@parallelize and @task

papalozarou · August 28, 2014, 10:29am

How do I use them?

I have a site that I've grabbed all the URLs for pages that contain videos (but there's no meta data on the pages, hence not using a URL service). There's 18 in total (and there could be more or less).

At present, I'm doing the below, which basically does each channel in turn, getting the title, url for the page the channel video is on, then requests that URL and finds the HLS file.
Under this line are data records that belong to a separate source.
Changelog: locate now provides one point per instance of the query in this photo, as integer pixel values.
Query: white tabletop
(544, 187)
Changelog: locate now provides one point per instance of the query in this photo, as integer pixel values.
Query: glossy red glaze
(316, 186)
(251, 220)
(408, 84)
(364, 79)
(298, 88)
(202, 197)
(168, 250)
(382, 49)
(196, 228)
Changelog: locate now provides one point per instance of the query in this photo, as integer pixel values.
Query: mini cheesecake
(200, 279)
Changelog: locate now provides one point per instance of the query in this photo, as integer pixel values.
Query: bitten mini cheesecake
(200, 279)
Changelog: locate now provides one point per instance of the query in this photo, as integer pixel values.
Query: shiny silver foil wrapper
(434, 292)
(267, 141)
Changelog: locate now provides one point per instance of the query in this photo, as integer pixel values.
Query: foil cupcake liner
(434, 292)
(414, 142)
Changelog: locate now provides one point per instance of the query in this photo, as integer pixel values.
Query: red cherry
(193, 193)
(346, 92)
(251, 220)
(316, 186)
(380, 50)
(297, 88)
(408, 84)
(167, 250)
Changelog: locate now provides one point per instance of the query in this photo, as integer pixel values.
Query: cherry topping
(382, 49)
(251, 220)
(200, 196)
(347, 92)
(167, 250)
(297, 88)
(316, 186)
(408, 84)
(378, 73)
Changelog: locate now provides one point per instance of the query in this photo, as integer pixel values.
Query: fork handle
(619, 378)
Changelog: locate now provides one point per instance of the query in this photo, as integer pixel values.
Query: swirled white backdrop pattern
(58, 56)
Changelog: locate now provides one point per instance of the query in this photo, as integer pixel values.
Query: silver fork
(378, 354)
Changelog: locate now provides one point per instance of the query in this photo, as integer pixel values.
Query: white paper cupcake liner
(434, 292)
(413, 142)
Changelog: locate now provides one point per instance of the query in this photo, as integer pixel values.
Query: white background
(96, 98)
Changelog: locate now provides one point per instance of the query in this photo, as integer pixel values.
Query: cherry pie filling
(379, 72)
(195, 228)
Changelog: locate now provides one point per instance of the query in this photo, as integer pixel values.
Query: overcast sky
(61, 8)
These three values are then stored in an array called CHANNEL_LIST.

This is really really slow, and I'd like to do some of the requests in parallel.

################################################################################
# Gets a list of channels to iterate over
################################################################################
def GetChannelList():
    # Check to see if CHANNEL_LIST is already populated, if yes return it, if
    # no construct it.
    if CHANNEL_LIST:
        return CHANNEL_LIST
    else:
        # Construct CHANNEL_LIST_URL and grab HTML
        CHANNEL_LIST_URL        = URL_BASE + URL_MEMBERS + URL_CHANNELMENU        
        CHANNEL_LIST_SOURCE     = HTML.ElementFromURL(CHANNEL_LIST_URL)
    # Find the channel links in the HTML source with xPath
    CHANNELS                = CHANNEL_LIST_SOURCE.xpath("//p/a")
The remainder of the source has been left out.